CKEditor 5 implements a custom data model. In order to load data to this model you need to have view -> model converters for each piece of the content that you want your editor to support. Then, you need model -> view converters in order to make this content editable (it needs to be rendered in the editor for editing). Finally, you need to configure the schema and sometimes customize certain features like Enter so they know the meaning of this content that you loaded into the editor and how to modify it. In other words, because of the data model a feature needs to implement the full life-cycle of a specific piece of content (tag, attribute, etc.) which it handles – from data loading, through rendering for editing, editing itself and data retrieval.
In your case, if what you edit are links but with a different markup, I'd recommend forking the @ckeditor/ckeditor5-link package. You can find there the mentioned converters. You can modify them to fit your use case and if you'll keep the rest of the code you'll have the whole UI and the rest of the logic.

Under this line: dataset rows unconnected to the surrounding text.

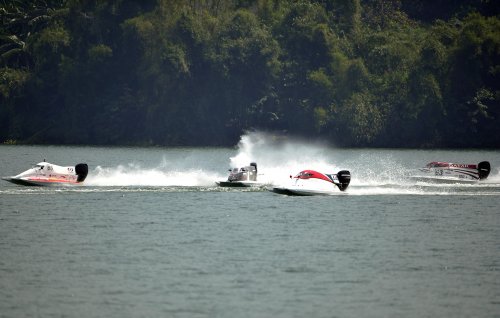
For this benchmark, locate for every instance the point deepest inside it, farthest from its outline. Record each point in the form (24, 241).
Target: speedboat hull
(239, 184)
(310, 182)
(446, 172)
(241, 177)
(39, 182)
(47, 174)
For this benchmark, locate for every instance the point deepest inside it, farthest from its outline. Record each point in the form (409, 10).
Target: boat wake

As for the 'where we want to bring the editor out of the "HTML Editor" thing' comment: Why? CKEditor is a WYSIWYG HTML editor. Nothing more, nothing less.
This is how many developers perceive it and we are aware of that. But that's not true.

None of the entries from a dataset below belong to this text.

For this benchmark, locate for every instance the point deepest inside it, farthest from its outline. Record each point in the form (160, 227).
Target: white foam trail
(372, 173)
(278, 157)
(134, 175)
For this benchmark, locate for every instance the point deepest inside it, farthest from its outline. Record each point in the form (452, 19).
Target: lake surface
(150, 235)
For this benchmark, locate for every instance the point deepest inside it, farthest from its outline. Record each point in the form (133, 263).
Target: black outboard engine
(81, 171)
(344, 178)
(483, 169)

Let's state this clearly – CKEditor is not an HTML editor. It is a content editor and HTML is just one of the possible outputs.
Most of the use cases that you mentioned were related to manually adjusting the output and adding custom markup. Yes, this is possible in CKEditor 4. But CKEditor 4 is not meant to be used this way. When hacking the output you risk that the next time this content will be loaded into CKEditor 4 something will break.
Why? One of the reasons is that CKEditor 4 needs to understand the content. When content is being edited in the WYSIWY* mode the editor needs to apply many complex transformations to it. Those algorithm needs to make decisions based on the content that you're editing. So if you put into the editor content which it wouldn't generate itself, you risk that this content will not be understood and will be somehow broken.
This is, IMO, one of the most frequent reasons why developers dislike WYSIWY* editors – it's because they are abusing them.
So far I've been talking about CKEditor 4. How's CKEditor 5 different?
CKEditor 4 uses the DOM as a model. When loading data, the HTML is processed (read – filtered, normalized and escaped) but it ends up in the DOM anyway.
CKEditor 5 has a custom data model. When you load HTML into the editor, it's parsed and then features (initialized previously in the editor) try to pick up from this HTML the pieces they understand. This is called "conversion". As a result of a conversion, the content is being loaded into the custom data structure. The reverse process is executed when content needs to be rendered back to the DOM (either for editing or for data retrieval).
This means that if you don't have a feature which handles a certain HTML tag/attribute/style/whatever then the editor will automatically drop it.
This is how all modern rich-text editors work. Nothing special here (well, except the fact that we support OT ;P)
So, I think that the discussion above missed the point. Why doesn't source mode make sense for CKEditor 5? It's because you will lose all changes done in the source mode unless they are compatible with what the initialized features understand. But in this case, you'd be able to just apply these changes in the WYSIWYM mode.
Don't use CKEditor as a page builder (aka HTML editor). Use it exclusively for content editing. Write features for custom stuff that you want it to handle. Build a proper app for page building (if you need it) and use CKEditor as a part of it.
That's the direction which we were empowering in CKEditor 4 by the introduction of features such as Allowed Content Filter and widgets. And CKEditor 5 just made a couple of steps further.
It should be possible to implement a "wildcard" feature in CKEditor 5 (I guess we'd call it "AllowedContentTrue" ;P), but just... don't. Don't do it cause loading data is one thing, but then all the features still need to understand that content for editing.